I'm seeing so far that in areas with larger number of cell towers and Wifi hot-spots, the geofence detection is good enough on entering regions. That is, in down town areas, business areas etc' the geofence detection is working fine.
Unfortunately, the opposite occurs in areas with few cell towers & wifi networks. My neighborhood, for example, is about 1000 meters width and 500 height (1KM x 0.5KM), and there are no cell towers in it. There are few cell towers thought, on the perimeter that surrounds the neighborhood. Unfortunately In the perimeter of the neighborhood the geofence service detects nothing.
Needless to say that i'm testing with Wifi enabled on the device.
When i test my app on Android: the geofencing service on android 4.3, 4.4 & 5.1 works much better than on iOS. The Android's geofencing service does not detect 100% of region transitions, however it detects 50%-90% of the region transitions.
I conclude the following: If there would have been more cell towers & Wifi hot-spots & if Apple would have improved the geofence service then the detection on iOS devices would have been as good as in Android's.
Geofencing works by detecting a user moving from one cell network tower to another cell network tower.
Therefore smallest area you can define is dictated by how close together the cell towers are.
Inside a shopping mall or sports stadium, it might be able to do 10 metres — cell towers are often extremely close together. In a regional area anything smaller than 100km can fail.
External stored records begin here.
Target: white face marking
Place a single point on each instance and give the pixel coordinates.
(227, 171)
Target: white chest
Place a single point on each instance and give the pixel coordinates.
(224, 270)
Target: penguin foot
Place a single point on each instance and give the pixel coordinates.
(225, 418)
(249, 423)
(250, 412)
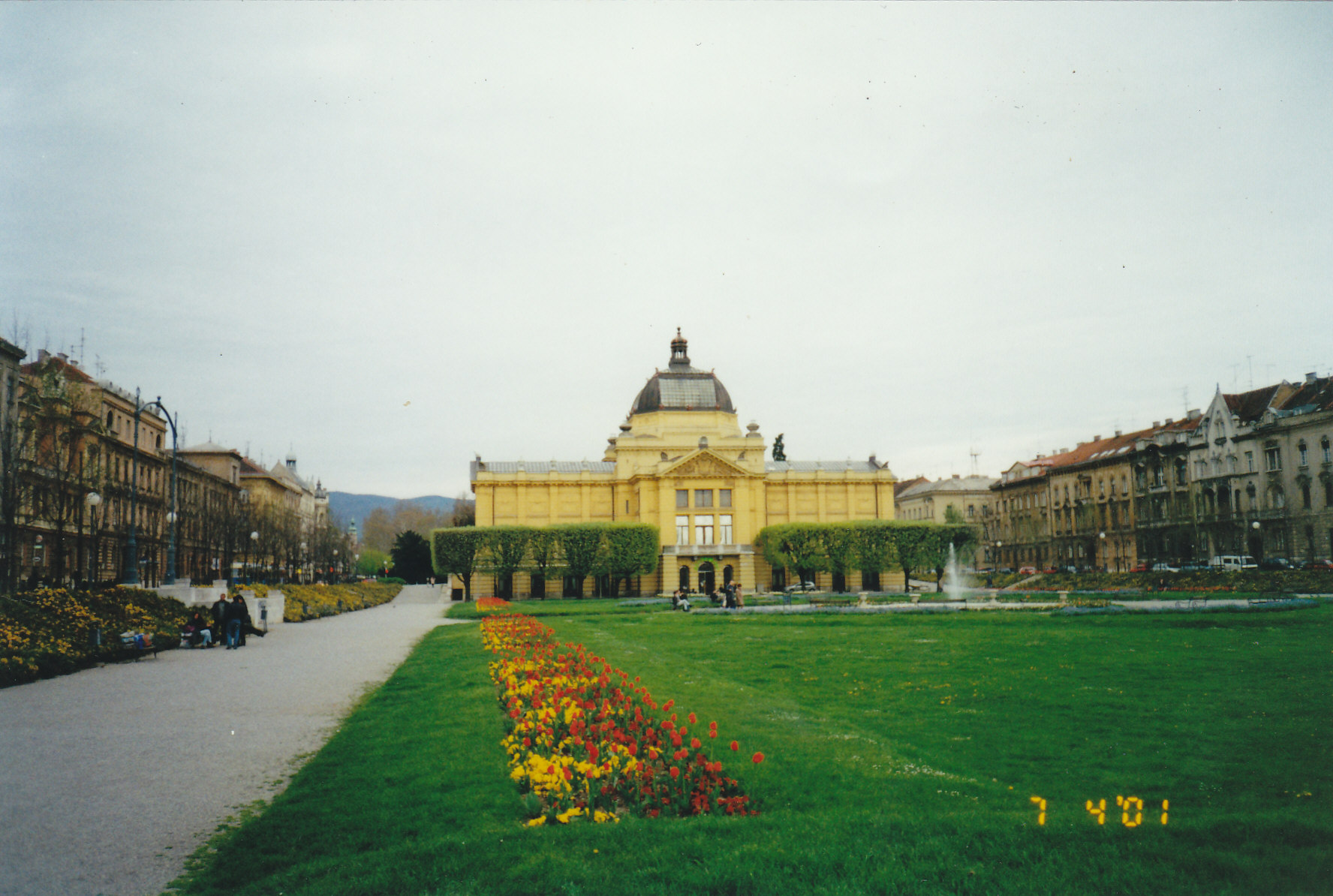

If you need smaller areas, you need to use bluetooth instead of cell towers (iBeacons). If there is a bluetooth low energy device in the target area you can set the range to very short (centimetres) or reasonably large (up to 30 metres or so). Note this all depends on the quality of the iBeacon hardware, some are better than others.
Unfortunately bluetooth (version 4.0 or newer) and cell network towers are the only way to monitor locations without significantly draining battery. Keeping the GPS active to check for a 10 metre boundary would drain the battery from full to completely flat in about 2 hours even with the screen switched off.